The research community is optimistic about addressing current limitations. Roychoudhury believes many challenges “would be solved relatively quickly” and sees promise in agentic AI approaches. Sen points to evolutionary algorithms and projects like AlphaEvolve that use genetic algorithms to continuously improve solutions [1].

However, the trust question remains paramount. As Kumar emphasizes, “if you want a trustworthy system, you do need to have humans in the loop”. Roychoudhury acknowledges that AI probably won’t gain developers’ “complete trust as a team member and thus might not be allowed to do its tasks fully autonomously” [1].

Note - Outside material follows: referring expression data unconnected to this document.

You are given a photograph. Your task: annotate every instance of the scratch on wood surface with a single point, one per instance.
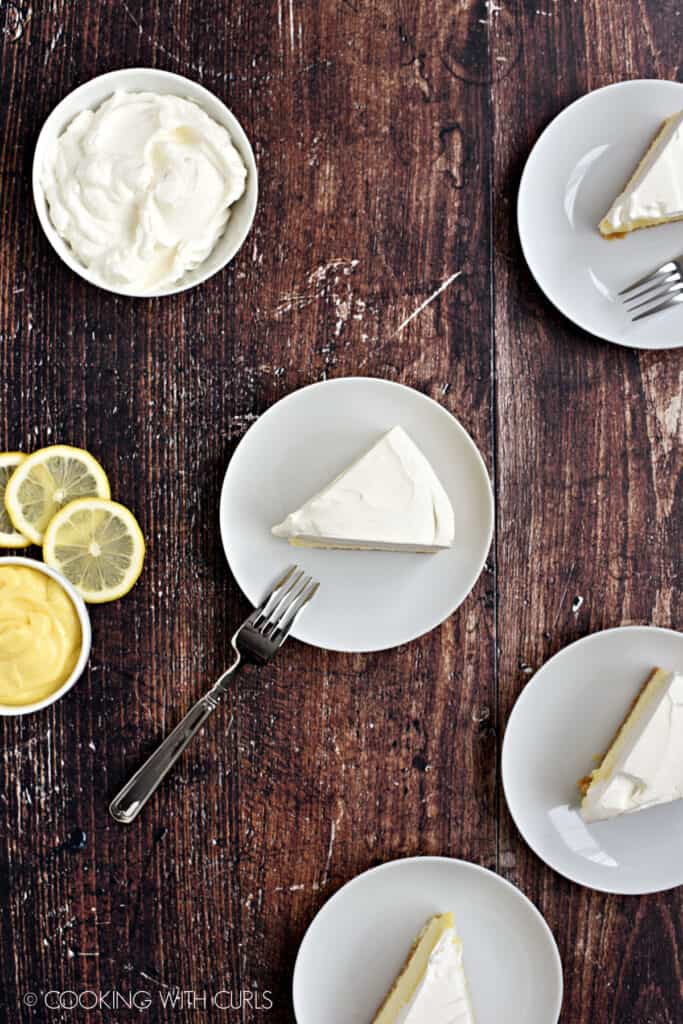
(432, 297)
(53, 44)
(15, 22)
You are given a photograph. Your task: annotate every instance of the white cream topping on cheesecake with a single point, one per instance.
(655, 190)
(442, 995)
(141, 187)
(644, 765)
(390, 498)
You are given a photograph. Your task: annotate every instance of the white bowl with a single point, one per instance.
(91, 95)
(86, 634)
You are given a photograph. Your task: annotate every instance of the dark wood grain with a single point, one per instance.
(390, 137)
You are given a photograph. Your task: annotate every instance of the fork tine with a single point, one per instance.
(672, 301)
(665, 268)
(276, 596)
(284, 629)
(671, 290)
(663, 280)
(269, 628)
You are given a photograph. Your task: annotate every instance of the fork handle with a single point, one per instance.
(129, 802)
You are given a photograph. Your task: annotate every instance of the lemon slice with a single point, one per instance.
(98, 546)
(9, 538)
(47, 480)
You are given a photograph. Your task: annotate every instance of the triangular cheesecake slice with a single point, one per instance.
(644, 764)
(654, 193)
(389, 500)
(432, 987)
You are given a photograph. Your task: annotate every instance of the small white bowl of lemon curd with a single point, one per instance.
(45, 635)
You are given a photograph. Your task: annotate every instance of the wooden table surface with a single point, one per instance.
(390, 137)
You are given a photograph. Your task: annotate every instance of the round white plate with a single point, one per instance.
(368, 600)
(565, 717)
(358, 942)
(574, 172)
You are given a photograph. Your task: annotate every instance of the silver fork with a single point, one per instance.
(664, 287)
(258, 639)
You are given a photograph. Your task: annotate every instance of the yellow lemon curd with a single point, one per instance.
(40, 635)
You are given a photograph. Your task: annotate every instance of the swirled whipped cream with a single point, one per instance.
(141, 188)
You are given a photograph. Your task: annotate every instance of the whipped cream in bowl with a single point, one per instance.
(144, 182)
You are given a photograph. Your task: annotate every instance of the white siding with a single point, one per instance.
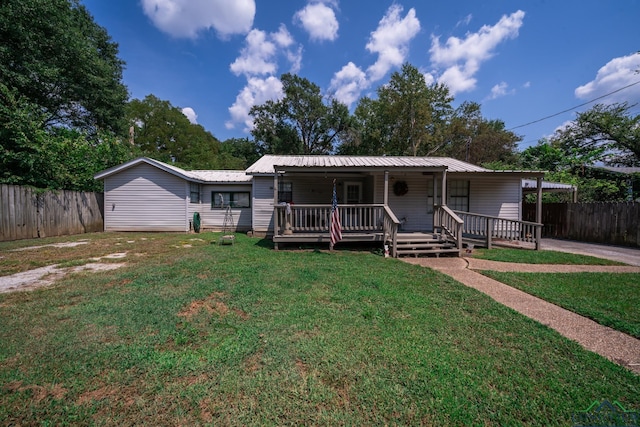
(262, 204)
(414, 207)
(145, 198)
(496, 196)
(213, 218)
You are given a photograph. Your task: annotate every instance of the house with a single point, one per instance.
(412, 204)
(149, 195)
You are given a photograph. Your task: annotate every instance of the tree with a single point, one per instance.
(607, 133)
(408, 117)
(60, 158)
(472, 138)
(58, 59)
(299, 123)
(242, 152)
(163, 132)
(414, 114)
(569, 167)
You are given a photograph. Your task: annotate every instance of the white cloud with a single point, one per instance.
(617, 73)
(319, 20)
(260, 57)
(257, 57)
(185, 18)
(191, 115)
(282, 37)
(500, 90)
(256, 92)
(464, 21)
(348, 83)
(462, 58)
(391, 41)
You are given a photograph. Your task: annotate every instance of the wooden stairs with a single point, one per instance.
(415, 244)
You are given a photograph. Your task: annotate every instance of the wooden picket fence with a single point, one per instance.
(27, 213)
(608, 223)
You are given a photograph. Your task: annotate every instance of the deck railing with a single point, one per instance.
(449, 224)
(290, 219)
(491, 228)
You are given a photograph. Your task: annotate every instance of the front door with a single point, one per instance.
(352, 193)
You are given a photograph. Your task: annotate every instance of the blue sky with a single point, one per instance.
(521, 60)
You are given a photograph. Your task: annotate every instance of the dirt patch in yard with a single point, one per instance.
(213, 304)
(45, 276)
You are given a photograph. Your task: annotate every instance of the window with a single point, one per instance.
(285, 192)
(458, 195)
(236, 199)
(194, 192)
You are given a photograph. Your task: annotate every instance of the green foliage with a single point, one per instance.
(161, 131)
(407, 118)
(471, 137)
(300, 122)
(242, 151)
(571, 164)
(607, 133)
(59, 158)
(55, 56)
(61, 96)
(412, 118)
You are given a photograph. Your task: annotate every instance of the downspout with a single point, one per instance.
(538, 211)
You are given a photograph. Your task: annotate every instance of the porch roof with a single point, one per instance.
(269, 164)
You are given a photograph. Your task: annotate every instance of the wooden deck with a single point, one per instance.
(407, 244)
(377, 223)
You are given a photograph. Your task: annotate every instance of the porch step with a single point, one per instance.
(423, 244)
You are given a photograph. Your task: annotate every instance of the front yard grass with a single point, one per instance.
(610, 299)
(197, 333)
(526, 256)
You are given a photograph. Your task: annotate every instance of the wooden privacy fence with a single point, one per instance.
(609, 223)
(26, 213)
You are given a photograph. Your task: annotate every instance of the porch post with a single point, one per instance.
(444, 187)
(538, 211)
(276, 225)
(385, 197)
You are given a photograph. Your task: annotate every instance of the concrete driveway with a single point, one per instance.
(627, 255)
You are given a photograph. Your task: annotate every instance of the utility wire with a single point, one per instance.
(577, 106)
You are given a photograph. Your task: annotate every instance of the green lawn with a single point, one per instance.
(245, 335)
(610, 299)
(527, 256)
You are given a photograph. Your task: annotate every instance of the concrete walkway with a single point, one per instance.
(616, 346)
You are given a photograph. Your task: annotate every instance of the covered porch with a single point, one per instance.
(439, 229)
(413, 205)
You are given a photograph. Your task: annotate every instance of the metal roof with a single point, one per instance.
(209, 176)
(532, 185)
(268, 164)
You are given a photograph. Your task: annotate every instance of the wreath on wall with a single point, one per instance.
(400, 188)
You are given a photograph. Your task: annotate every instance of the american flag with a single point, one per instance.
(336, 228)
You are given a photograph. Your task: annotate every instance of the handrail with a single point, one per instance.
(489, 228)
(307, 218)
(449, 224)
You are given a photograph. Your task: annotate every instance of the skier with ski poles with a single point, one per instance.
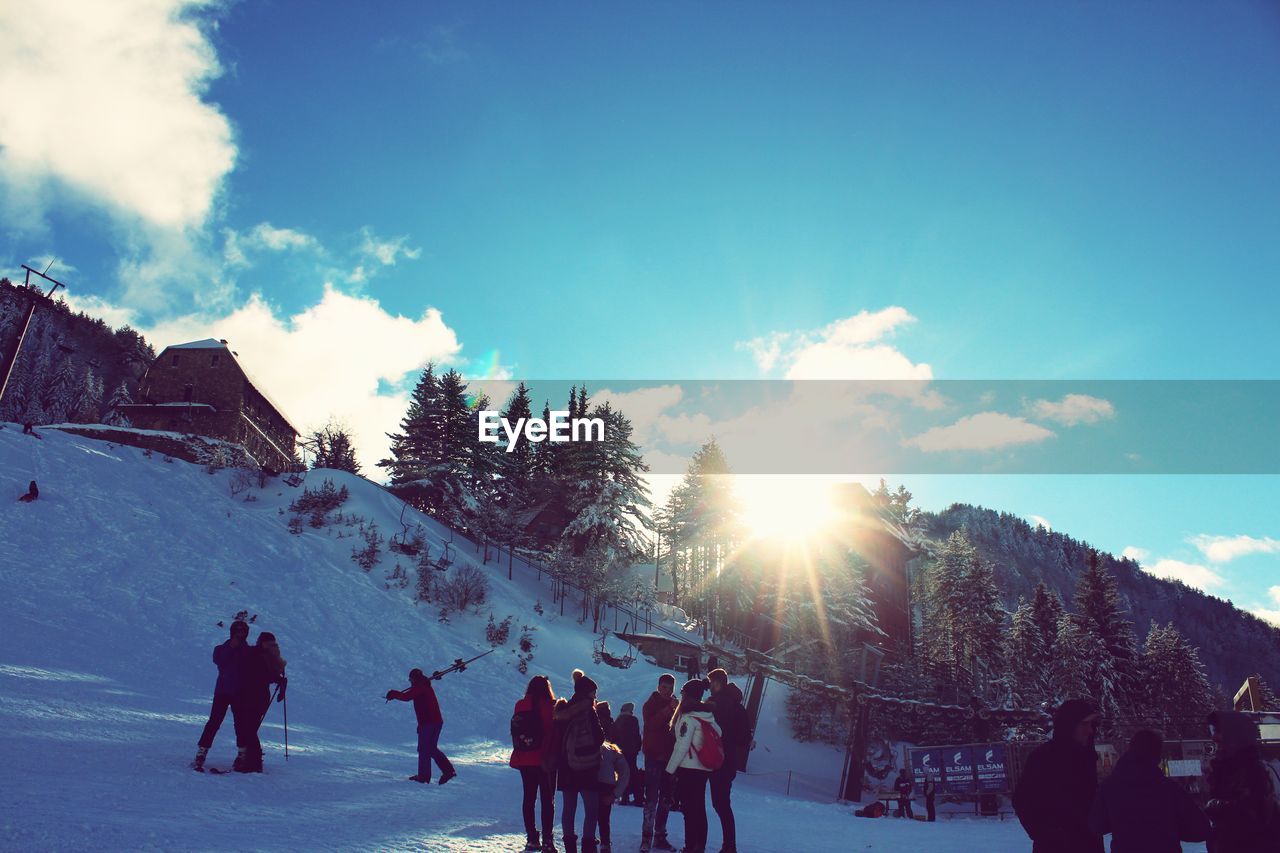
(430, 721)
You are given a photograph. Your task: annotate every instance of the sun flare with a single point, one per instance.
(786, 509)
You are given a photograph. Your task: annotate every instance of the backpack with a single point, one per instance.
(526, 729)
(581, 747)
(711, 755)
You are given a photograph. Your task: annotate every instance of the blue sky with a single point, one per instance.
(608, 191)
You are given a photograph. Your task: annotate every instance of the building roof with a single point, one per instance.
(211, 343)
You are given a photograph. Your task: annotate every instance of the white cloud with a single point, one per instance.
(987, 430)
(848, 349)
(1073, 410)
(1267, 614)
(1226, 548)
(327, 360)
(104, 100)
(1192, 574)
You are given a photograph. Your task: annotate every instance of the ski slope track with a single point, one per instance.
(112, 587)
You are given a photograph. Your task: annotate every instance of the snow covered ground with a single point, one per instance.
(110, 589)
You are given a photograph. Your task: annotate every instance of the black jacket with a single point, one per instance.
(735, 726)
(1055, 794)
(1144, 811)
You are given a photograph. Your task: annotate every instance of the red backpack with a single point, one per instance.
(711, 755)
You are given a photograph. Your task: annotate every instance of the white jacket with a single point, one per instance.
(689, 739)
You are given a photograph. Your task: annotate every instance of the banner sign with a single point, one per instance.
(958, 770)
(991, 767)
(927, 763)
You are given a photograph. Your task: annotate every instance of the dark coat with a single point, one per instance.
(626, 734)
(566, 776)
(1144, 811)
(1242, 801)
(232, 667)
(1055, 794)
(658, 738)
(735, 728)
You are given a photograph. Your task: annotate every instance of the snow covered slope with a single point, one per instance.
(110, 589)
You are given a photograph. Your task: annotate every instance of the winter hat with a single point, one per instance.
(693, 690)
(1072, 714)
(1235, 731)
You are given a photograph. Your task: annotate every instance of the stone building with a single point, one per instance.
(202, 388)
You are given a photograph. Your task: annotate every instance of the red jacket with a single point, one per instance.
(425, 705)
(658, 739)
(540, 756)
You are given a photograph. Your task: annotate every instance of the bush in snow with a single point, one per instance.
(498, 633)
(368, 556)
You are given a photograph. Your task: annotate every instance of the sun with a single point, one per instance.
(789, 509)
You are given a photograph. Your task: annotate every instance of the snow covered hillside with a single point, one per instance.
(112, 587)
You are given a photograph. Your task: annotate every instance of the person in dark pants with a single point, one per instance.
(229, 658)
(534, 756)
(626, 735)
(263, 667)
(430, 723)
(905, 787)
(1242, 804)
(1143, 810)
(695, 721)
(577, 762)
(658, 742)
(1059, 781)
(736, 739)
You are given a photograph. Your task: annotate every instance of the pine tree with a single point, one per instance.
(1174, 687)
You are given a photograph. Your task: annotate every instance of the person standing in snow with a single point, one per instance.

The future, as Solar-Lezama suggests, isn’t about replacing human developers but enabling them to “work at a different level of abstraction”^1. The question isn’t whether AI will become a “real coder,” but how it will integrate into development teams and what the human-AI boundary will look like.

The Future of AI-Human Collaboration

Rather than seeing AI limitations as failures, this experience reinforced the value of true collaboration. Current AI models, despite their impressive capabilities, cannot yet replace software engineers, they lack the strategic thinking, persistent problem-solving memory, and architectural intuition that complex software development requires.

The AI models provided incredible value in rapid prototyping and implementation, while human strategic thinking provided the architectural guidance needed to overcome fundamental constraints.

The most effective approach combined:

  • AI speed and pattern matching for implementation
  • Human strategic thinking for architecture and problem reframing
  • Iterative collaboration where each party contributes their strengths

As AI models continue to evolve, the sweet spot likely isn’t replacing human developers but creating more sophisticated collaboration patterns where both human and artificial intelligence contribute their unique capabilities to solving complex problems.

As Solar-Lezama notes, “a big part of software development is building a shared vocabulary and a shared understanding of what the problem is and how we want to describe these features” [1]. This collaborative aspect, the ability to create shared mental models and architectural metaphors, remains distinctly human.

The future of coding isn’t about AI versus humans. It’s about AI with humans, each bringing irreplaceable strengths to the development process. While AI excels at rapid implementation and pattern recognition, the human role in providing strategic direction, architectural oversight, and persistent problem-solving context remains not just valuable, but essential.